鍵はあるが、シリンダーが全く回らなくなったという。その鍵見ると、シリコーンのヘッド部にはシャーメゾンの刻印がある鍵。やっぱりそうだったか。このハンドルのコンビネーションはシャーメゾン型だ。Normalパタンテ(押しながらまわすシールが無いもの)との組み合わせである。だが、珍しく今回はドアスコープがある。しかも、意地悪にもサムターン真上に位置してある。セキスイハウスが考えそうなものだ。
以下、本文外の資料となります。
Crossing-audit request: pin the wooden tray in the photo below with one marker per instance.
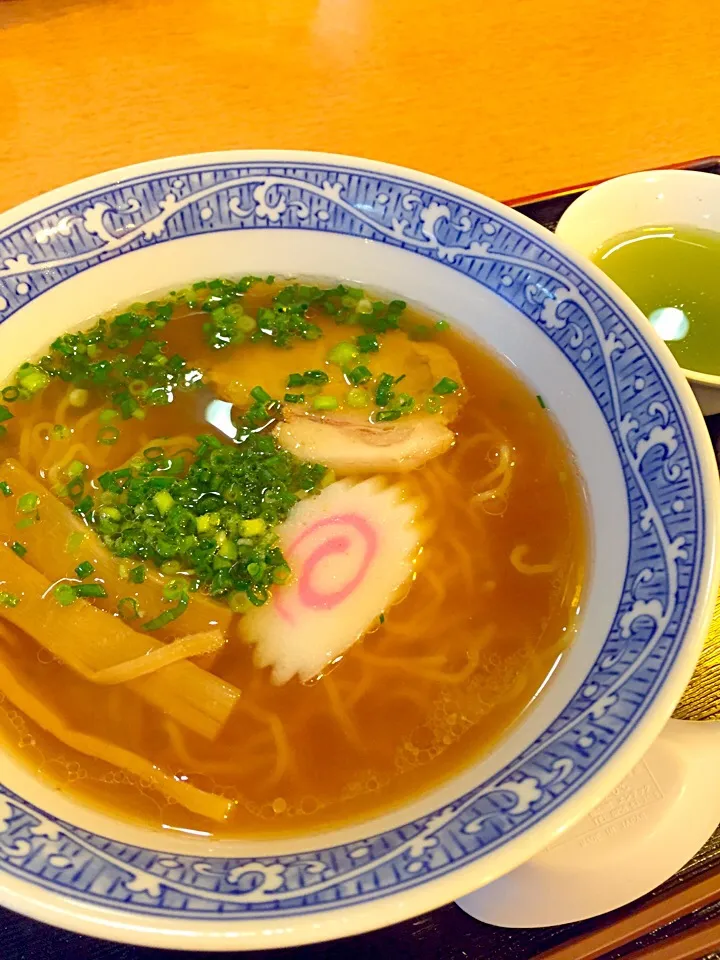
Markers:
(447, 933)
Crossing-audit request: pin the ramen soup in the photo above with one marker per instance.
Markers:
(275, 556)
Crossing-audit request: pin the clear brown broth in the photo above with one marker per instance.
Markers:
(398, 730)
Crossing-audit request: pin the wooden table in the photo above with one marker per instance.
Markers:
(509, 96)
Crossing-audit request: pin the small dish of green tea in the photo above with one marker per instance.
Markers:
(673, 275)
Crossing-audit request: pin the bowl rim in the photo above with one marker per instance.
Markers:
(403, 904)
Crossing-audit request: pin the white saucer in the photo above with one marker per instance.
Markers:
(654, 821)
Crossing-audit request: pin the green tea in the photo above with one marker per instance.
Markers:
(673, 275)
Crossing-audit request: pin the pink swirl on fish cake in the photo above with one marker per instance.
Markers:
(308, 595)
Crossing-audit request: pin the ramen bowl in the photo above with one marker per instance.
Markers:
(640, 445)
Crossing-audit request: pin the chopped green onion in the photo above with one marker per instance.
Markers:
(384, 394)
(168, 615)
(78, 397)
(28, 502)
(174, 590)
(95, 590)
(32, 379)
(358, 397)
(316, 376)
(108, 435)
(359, 375)
(128, 608)
(163, 501)
(252, 528)
(260, 395)
(65, 594)
(342, 354)
(84, 569)
(444, 386)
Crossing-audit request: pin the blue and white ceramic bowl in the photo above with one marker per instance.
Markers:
(639, 441)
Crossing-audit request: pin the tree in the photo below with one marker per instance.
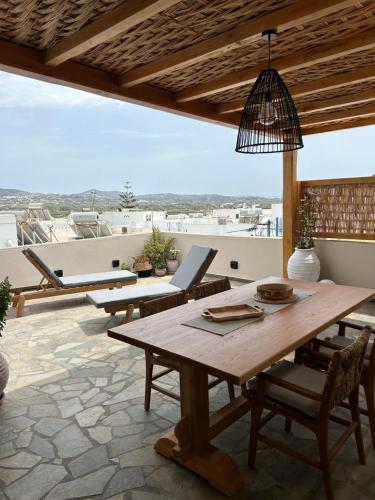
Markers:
(127, 198)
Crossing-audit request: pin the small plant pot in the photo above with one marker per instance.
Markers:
(172, 265)
(161, 272)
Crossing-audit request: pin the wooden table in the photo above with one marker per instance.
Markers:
(236, 357)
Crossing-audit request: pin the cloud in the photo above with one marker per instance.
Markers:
(139, 134)
(21, 92)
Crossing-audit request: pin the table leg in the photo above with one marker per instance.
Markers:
(189, 443)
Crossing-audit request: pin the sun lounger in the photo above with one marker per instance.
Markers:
(56, 286)
(190, 273)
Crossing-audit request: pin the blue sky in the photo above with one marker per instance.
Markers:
(56, 139)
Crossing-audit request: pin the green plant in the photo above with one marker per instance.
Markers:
(307, 211)
(157, 248)
(4, 302)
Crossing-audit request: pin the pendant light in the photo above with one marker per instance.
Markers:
(269, 121)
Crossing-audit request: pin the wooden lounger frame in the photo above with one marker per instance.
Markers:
(129, 308)
(52, 289)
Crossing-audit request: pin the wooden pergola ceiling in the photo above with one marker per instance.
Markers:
(200, 57)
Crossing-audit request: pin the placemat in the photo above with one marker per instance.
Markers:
(230, 326)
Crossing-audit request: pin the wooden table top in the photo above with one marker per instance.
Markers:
(242, 354)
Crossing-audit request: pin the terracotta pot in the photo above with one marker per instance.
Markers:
(304, 265)
(172, 265)
(160, 272)
(4, 374)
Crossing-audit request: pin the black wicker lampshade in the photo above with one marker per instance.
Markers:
(269, 121)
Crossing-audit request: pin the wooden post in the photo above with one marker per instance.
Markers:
(290, 202)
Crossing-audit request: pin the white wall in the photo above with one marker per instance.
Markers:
(74, 257)
(257, 257)
(347, 262)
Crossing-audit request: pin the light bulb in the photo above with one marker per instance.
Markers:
(267, 114)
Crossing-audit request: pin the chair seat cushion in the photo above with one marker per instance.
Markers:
(97, 278)
(342, 341)
(302, 376)
(130, 295)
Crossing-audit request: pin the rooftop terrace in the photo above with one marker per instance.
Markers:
(73, 424)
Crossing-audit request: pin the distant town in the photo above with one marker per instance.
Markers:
(60, 205)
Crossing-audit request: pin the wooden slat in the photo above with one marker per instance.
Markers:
(290, 200)
(336, 102)
(346, 236)
(365, 110)
(28, 62)
(303, 59)
(302, 12)
(342, 180)
(315, 86)
(106, 27)
(361, 122)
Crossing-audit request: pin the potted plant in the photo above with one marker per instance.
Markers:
(172, 262)
(304, 263)
(4, 304)
(157, 249)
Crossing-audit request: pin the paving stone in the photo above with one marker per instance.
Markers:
(42, 447)
(37, 483)
(21, 460)
(24, 439)
(138, 458)
(124, 480)
(97, 400)
(49, 426)
(128, 430)
(89, 461)
(86, 486)
(100, 434)
(86, 396)
(117, 419)
(44, 410)
(120, 446)
(18, 423)
(89, 417)
(71, 442)
(69, 407)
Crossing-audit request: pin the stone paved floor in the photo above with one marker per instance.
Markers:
(72, 423)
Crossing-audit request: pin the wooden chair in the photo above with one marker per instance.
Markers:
(322, 355)
(211, 288)
(153, 307)
(307, 396)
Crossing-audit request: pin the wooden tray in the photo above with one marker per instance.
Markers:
(230, 313)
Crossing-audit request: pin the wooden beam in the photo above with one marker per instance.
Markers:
(361, 122)
(106, 27)
(29, 62)
(367, 109)
(302, 12)
(336, 102)
(302, 59)
(319, 85)
(290, 202)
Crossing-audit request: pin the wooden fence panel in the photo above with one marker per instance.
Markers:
(345, 207)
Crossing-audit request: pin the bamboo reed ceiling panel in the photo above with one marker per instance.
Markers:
(186, 24)
(42, 23)
(345, 209)
(300, 38)
(340, 65)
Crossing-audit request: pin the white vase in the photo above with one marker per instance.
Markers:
(304, 265)
(4, 373)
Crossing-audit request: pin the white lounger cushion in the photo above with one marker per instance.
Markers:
(78, 280)
(131, 294)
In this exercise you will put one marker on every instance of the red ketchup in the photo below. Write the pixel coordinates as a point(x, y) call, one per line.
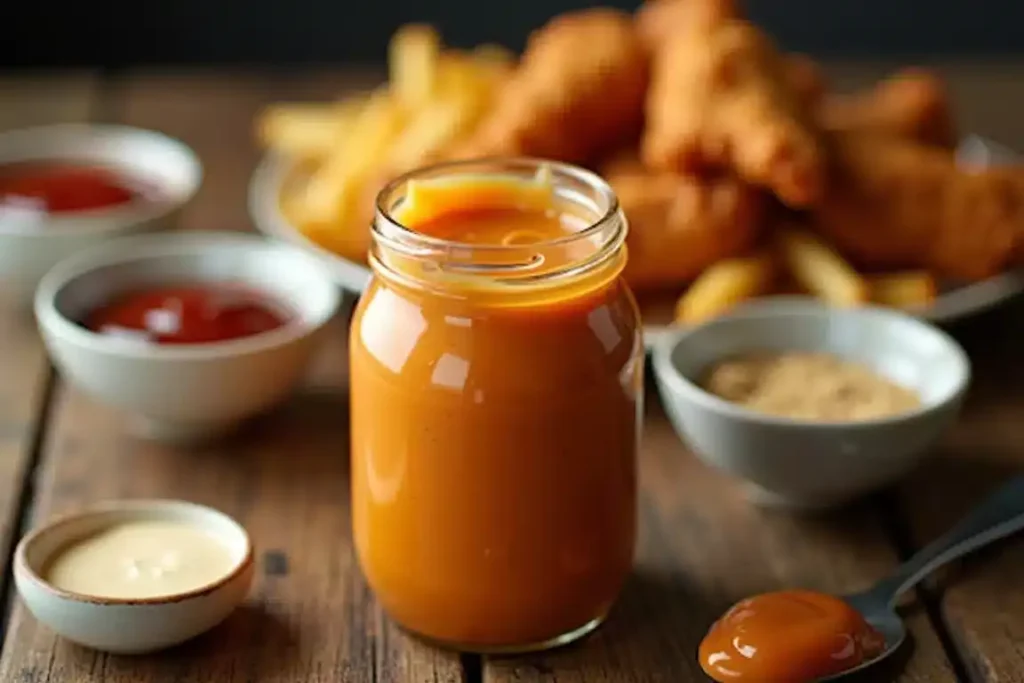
point(64, 187)
point(188, 314)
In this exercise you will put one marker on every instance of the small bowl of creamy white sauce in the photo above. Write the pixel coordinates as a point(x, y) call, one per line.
point(134, 577)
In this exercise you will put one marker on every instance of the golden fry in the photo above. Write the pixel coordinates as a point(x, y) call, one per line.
point(335, 186)
point(818, 268)
point(433, 128)
point(307, 130)
point(904, 290)
point(413, 56)
point(725, 285)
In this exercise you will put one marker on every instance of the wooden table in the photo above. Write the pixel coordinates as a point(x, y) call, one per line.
point(311, 617)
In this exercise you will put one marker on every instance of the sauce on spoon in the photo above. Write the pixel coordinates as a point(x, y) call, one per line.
point(787, 637)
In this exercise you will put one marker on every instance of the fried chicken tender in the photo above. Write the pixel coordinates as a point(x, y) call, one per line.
point(680, 225)
point(720, 97)
point(912, 103)
point(579, 91)
point(657, 20)
point(896, 203)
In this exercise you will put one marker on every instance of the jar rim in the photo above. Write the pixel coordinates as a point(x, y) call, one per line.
point(609, 210)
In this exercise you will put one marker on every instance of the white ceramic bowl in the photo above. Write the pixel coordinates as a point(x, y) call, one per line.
point(131, 626)
point(801, 463)
point(183, 392)
point(30, 248)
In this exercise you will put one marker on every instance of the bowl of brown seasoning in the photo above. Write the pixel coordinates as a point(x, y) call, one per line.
point(808, 404)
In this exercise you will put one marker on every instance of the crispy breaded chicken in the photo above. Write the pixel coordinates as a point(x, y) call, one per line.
point(896, 203)
point(657, 20)
point(578, 92)
point(910, 103)
point(721, 98)
point(680, 225)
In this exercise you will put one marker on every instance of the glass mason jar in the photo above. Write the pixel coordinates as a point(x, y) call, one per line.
point(496, 404)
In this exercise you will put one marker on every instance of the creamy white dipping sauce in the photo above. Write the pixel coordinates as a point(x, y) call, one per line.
point(141, 559)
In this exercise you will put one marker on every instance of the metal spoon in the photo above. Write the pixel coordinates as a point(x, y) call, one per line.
point(1000, 515)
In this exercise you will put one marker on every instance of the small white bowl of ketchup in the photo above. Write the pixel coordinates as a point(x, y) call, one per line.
point(188, 333)
point(68, 187)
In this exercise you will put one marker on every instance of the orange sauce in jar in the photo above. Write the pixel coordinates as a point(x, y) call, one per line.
point(496, 395)
point(787, 637)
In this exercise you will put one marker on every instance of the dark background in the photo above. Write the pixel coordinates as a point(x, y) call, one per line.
point(111, 34)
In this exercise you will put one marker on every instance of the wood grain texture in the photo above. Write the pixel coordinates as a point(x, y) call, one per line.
point(982, 597)
point(310, 616)
point(24, 368)
point(702, 547)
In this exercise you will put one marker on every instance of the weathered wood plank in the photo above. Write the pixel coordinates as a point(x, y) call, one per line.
point(28, 100)
point(701, 548)
point(982, 598)
point(310, 616)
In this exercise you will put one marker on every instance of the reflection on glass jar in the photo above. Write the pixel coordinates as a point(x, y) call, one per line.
point(496, 393)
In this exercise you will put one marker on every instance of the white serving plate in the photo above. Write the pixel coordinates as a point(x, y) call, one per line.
point(954, 302)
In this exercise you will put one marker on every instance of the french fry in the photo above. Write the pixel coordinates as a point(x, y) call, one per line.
point(496, 60)
point(433, 128)
point(413, 57)
point(335, 186)
point(904, 290)
point(819, 269)
point(725, 285)
point(308, 130)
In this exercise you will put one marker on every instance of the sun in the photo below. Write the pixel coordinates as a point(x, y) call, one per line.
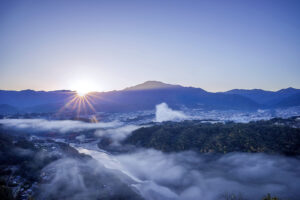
point(81, 93)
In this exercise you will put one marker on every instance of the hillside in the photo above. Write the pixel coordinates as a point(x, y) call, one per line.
point(273, 136)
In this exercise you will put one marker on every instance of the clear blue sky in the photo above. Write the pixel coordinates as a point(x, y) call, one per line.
point(215, 45)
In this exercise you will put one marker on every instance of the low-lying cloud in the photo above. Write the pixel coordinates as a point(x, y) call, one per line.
point(192, 176)
point(164, 113)
point(61, 126)
point(117, 134)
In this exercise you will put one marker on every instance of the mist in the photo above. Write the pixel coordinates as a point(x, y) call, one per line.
point(61, 126)
point(164, 113)
point(188, 175)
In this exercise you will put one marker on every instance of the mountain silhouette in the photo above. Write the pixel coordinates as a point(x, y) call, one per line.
point(148, 94)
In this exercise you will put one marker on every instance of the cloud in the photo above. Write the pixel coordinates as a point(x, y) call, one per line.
point(164, 113)
point(192, 176)
point(77, 179)
point(117, 134)
point(61, 126)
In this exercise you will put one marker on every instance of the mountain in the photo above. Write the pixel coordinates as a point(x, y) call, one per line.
point(267, 98)
point(146, 96)
point(29, 98)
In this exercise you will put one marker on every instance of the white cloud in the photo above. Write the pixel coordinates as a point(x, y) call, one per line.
point(164, 113)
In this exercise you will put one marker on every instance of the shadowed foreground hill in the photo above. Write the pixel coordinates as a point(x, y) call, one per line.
point(263, 136)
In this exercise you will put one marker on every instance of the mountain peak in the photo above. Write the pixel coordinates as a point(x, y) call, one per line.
point(149, 85)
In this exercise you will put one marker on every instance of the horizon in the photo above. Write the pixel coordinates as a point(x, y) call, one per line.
point(153, 81)
point(110, 45)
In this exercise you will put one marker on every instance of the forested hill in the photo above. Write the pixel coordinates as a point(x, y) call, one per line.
point(274, 136)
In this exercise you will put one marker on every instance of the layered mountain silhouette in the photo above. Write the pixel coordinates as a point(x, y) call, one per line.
point(146, 95)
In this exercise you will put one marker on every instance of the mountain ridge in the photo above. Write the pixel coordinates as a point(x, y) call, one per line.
point(150, 93)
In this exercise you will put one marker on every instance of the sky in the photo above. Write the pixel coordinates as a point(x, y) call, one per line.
point(109, 45)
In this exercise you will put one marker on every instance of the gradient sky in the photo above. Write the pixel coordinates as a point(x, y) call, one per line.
point(106, 45)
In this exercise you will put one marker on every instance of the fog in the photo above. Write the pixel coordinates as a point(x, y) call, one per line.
point(164, 113)
point(189, 175)
point(61, 126)
point(155, 175)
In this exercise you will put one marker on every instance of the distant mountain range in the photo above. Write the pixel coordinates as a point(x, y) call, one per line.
point(146, 95)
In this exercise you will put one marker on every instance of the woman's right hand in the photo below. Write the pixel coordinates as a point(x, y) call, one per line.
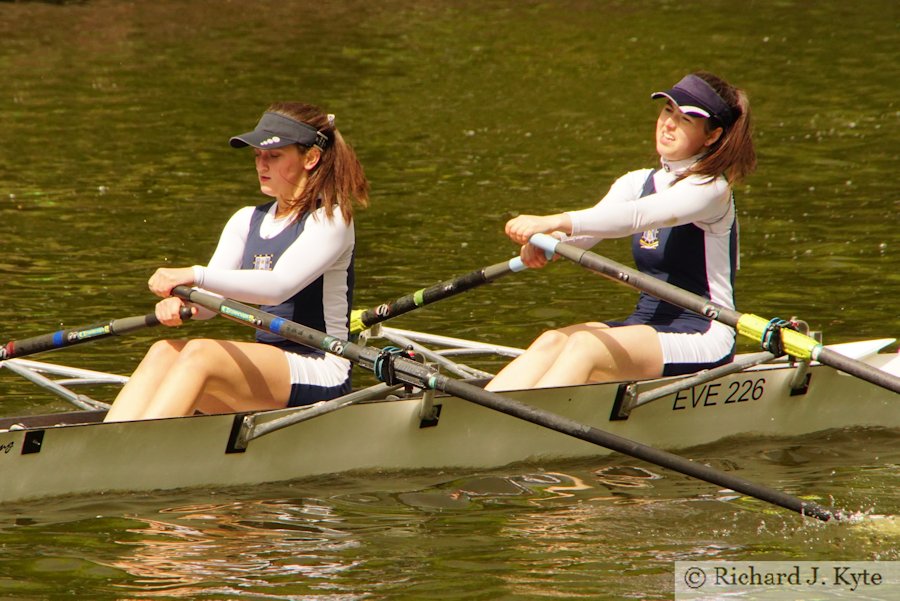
point(168, 311)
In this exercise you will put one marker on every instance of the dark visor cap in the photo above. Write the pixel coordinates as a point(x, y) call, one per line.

さて、シリンダースプレー洗浄を根気よくやって15分あまり。改善はされない。

ドアスコープからのサムターン解錠に変更する。上部は、カメラの種類やオープナーの種類、先端治具との組み合わせも変えて、やっと解錠となった。段取り含めて40-50分だろうか。下部は使用せずにいたため、そのまま解錠で完了した。

その後、分解点検すると、シリンダーは回る時があるが、10%の確率でしか回らない。スペアキーでも同じ状態。ピンの引っ掛かりの感触が気になるが、磨耗にしても確率が低すぎる。恐らく、バネの動作不良で、アンチ・ピッキングピンが傾いたままの状態にある確率が高いようだ。

築後10年程度の物件だが、シリンダー交換が必要だ。まれなケースである。シャーメゾン仕様で逆マスター仕様のため一ヶ月はかかる。しかも、市場には出回っていない特別仕様なので、管理会社経由でのみの手配になる。交換するまでは、上側シリンダーは使用せずに、下側のみの運用してもらうことで説明した。